From the developer’s view, parallel MIRAM consists of three components. The first is a network loader to store the entire network in memory on a distributed memory parallel computer, the second is the Zoltan package that preprocesses the parallel matrix for load balancing and communication minimization and the third is the eigensolver described in Fig. 2.

4.1 Network Loader

The networks are initially stored as edge set in a coordinate format file. We parse the file and derive the corresponding transition matrix $P$ and store it in matlab coordinate format. An example of 5 nodes is given in Fig. 5. The two columns on the left of the Table 2 are the endpoints of the edges, while the three columns on the right are the triplet (row_index, col_index, value).

Table 2 Example of network coordinate format and matlab coordinate format for Fig.5

Full size table

After the conversion, we use MatlabFileToCrsMatrix function (in Trilinos’ EpetraExt package) to load the matrix. Epetra provides construction routines as well as services function for data objects in distributed memory parallel machines. A class called Epetra_Map describes the mapping of every vector and matrix over MPI ranks. Vectors have a single 1D map while sparse matrices may have 1D or 2D maps. 1D row-wise/column-wise distribution of sparse matrices is specified by row/column map. The 2D distribution can be specified by giving both row map and column map to the constructor of matrices. In our implementation, we store the transition matrix $P$ as an Epetra_CrsMatrix using row map.

4.2 Hypergraph Partitioner

The main focus is to improve the scalability of sparse matrix vector multiplication over scale-free networks. To do so, we use the Isorropia package, interface to the Zoltan toolkit. It performs the partitioning mainly through three steps:

1.
Create a Isorropia::Partitioner instance.
2.
Create a Isorropia::Redistributor object.
3.
Use the Isorropia::Redistributor to redistribute one or more objects to the new partitioning.

Weights can be defined by Isorropia::CostDescriber class for graphs and hypergraphs. Isorropia currently supports partitioning/redistributing of several Epetra objects, including Epetra_CrsGraph and Epetra_CrsMatrix, etc. Isorropia has a number of parameters that control the partitioning methods [38]. These parameters are placed in a Teuchos::ParameterList object, which is passed as an argument to the following Isorropia’s function:

Epetra_CrsMatrix* Isorropia::Epetra::createBalancedCopy(const Epetra_CrsMatrix & input_matrix, const Teuchos::ParameterList & paramlist ).

We implement the hypergraph partitioner by calling

paramlist.set(“PARTITIONING METHOD”, “HYPERGRAPH”).

4.3 Parallel MIRAM

MIRAM consists of four main tasks. First, the projection phase manipulates the $n$-sized data sets for sparse MVP. The second phase including implicitly shifted QR iterations acts on $m$-sized data sets. The third phase constructing the $r$ additional steps of Arnoldi factorization manipulates on $n$-sized data sets as well. At last, the convergence test deals with $n$-sized data sets to calculate $\Vert f_m\Vert $. Because phase one and three constitute the most expensive part of the algorithm, we propose to distribute them among processors and to run phases two and four redundantly on all processors.
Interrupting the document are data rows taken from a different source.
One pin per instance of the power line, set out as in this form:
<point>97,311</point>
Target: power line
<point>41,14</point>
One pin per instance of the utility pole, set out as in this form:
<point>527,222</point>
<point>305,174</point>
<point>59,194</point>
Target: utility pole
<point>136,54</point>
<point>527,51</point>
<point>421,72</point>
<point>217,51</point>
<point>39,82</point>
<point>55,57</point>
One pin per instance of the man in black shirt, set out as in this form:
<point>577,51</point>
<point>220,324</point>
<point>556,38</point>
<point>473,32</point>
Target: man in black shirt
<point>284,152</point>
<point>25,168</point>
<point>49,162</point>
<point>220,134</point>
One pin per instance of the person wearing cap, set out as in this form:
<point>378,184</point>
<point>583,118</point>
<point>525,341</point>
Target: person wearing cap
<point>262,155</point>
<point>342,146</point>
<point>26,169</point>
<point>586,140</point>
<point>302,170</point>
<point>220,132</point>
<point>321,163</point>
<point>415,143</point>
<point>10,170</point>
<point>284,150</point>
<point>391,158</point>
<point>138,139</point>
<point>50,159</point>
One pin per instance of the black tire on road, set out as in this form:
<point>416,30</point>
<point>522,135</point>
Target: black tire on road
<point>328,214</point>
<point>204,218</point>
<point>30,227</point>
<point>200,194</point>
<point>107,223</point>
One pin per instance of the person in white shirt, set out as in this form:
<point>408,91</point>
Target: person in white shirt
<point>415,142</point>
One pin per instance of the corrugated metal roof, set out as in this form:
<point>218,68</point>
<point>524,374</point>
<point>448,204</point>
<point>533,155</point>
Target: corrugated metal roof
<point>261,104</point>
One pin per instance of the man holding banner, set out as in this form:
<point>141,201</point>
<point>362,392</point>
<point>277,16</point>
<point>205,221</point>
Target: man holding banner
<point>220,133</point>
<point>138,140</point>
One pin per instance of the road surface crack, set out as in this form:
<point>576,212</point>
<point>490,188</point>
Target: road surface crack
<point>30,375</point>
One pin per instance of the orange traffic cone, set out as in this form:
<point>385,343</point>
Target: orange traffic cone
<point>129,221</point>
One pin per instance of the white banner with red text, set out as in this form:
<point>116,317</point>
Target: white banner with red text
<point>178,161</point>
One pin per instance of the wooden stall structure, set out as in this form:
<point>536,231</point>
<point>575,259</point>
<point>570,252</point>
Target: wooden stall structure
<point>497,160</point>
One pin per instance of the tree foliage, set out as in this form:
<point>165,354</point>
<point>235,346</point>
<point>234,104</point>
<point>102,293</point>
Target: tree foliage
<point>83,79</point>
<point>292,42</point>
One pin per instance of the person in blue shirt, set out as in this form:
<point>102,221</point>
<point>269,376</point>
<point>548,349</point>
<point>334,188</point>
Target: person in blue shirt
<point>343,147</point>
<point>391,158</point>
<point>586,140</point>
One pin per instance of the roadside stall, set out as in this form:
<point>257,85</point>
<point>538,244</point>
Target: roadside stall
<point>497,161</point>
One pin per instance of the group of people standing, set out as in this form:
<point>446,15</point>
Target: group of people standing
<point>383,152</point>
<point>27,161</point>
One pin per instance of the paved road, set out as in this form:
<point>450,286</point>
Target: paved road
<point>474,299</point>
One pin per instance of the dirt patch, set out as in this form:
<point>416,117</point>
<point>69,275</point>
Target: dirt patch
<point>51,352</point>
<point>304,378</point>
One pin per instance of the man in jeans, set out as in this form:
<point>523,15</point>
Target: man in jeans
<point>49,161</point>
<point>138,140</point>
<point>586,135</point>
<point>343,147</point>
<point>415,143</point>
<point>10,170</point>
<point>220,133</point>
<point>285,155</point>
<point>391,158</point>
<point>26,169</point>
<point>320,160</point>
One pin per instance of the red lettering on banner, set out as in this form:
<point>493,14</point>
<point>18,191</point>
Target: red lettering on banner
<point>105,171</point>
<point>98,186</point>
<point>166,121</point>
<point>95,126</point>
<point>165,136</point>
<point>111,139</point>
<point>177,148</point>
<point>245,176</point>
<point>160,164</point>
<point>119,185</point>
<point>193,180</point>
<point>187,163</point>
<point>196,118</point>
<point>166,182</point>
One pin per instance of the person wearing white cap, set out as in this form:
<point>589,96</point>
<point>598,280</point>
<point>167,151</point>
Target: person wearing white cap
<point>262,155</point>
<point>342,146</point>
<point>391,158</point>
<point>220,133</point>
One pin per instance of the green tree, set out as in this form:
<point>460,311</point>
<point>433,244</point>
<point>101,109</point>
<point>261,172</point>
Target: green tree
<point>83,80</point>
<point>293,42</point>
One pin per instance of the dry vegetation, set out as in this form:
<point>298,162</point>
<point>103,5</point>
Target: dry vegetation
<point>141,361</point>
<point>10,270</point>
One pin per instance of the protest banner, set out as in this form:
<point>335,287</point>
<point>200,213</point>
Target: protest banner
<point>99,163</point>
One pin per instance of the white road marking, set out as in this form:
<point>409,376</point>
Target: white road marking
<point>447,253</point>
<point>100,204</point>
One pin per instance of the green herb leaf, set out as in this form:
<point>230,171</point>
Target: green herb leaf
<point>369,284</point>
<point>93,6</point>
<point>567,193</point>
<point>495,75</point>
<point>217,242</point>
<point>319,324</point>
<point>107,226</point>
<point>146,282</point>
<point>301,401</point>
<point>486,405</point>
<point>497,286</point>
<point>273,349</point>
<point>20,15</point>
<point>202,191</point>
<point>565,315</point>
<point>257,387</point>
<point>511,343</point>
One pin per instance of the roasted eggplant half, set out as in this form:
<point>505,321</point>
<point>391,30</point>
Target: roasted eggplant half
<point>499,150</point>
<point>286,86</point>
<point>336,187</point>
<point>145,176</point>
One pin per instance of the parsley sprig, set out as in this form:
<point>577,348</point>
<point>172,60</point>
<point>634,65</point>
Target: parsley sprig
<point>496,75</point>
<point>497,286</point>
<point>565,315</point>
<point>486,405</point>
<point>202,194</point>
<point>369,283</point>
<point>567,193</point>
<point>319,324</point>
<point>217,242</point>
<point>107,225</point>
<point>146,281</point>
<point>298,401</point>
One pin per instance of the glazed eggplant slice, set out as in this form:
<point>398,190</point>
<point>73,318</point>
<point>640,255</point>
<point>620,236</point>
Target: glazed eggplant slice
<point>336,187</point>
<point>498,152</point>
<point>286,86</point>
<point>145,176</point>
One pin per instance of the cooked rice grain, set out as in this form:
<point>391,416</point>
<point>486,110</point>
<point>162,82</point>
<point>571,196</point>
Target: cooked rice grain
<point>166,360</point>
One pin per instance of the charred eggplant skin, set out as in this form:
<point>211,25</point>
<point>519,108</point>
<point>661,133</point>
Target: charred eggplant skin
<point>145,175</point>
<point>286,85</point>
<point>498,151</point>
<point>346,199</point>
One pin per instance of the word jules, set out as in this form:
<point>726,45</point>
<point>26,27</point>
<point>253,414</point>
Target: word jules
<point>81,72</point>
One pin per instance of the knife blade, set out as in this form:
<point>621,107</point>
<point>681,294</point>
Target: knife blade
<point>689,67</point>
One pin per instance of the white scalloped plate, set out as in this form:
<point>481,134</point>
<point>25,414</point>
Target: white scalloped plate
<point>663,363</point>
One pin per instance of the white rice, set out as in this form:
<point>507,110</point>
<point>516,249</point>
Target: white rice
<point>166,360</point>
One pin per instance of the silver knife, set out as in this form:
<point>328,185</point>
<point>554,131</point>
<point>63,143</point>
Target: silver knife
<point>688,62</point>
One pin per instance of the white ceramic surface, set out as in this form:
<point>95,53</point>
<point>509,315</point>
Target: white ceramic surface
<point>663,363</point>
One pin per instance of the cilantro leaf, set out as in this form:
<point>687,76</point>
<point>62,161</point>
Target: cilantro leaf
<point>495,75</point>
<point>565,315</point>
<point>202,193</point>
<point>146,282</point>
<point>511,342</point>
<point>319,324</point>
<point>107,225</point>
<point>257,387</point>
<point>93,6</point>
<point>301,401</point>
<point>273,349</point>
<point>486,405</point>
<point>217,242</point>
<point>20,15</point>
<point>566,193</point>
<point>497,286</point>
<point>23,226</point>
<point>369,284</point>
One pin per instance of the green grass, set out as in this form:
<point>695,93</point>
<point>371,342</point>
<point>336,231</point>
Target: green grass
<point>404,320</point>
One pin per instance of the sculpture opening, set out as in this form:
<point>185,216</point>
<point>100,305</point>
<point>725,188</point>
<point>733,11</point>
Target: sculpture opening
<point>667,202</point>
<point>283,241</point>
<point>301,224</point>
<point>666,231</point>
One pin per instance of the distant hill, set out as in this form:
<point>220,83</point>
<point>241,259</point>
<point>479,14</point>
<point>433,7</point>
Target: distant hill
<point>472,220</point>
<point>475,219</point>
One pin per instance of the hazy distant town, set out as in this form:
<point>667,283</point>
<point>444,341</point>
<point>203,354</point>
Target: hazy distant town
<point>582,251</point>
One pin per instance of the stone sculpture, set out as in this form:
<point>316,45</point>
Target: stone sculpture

To conduct sparse MVP, Epetra uses two additional maps to specify the distribution of the input (domain map) and the output vectors (range map). Both the domain and range maps are one-to-one: that is, each global index in the map is uniquely owned by only one process. There are four steps for sparse MVP implemented in Epetra:

1.
Import: Send $w_i$ to the processes that own a nonzero $a_{ij}$ for some $i$.
2.
Local reduction: $y_i:=y_i+a_{ij}*w_j$.
3.
Export: Send partial $y$ values to the owner processes.
4.
Reduction: Add up partial $y$ contributions received.

The communication steps 1 and 3 are point-to-point in Epetra and are implemented as the Epetra_Import and Epetra_Export classes respectively. In our MIRAM code, we use the following function:

int Epetra_CrsMatrix::Multiply( bool TransA, const Epetra_Vector & x, Epetra_Vector & y )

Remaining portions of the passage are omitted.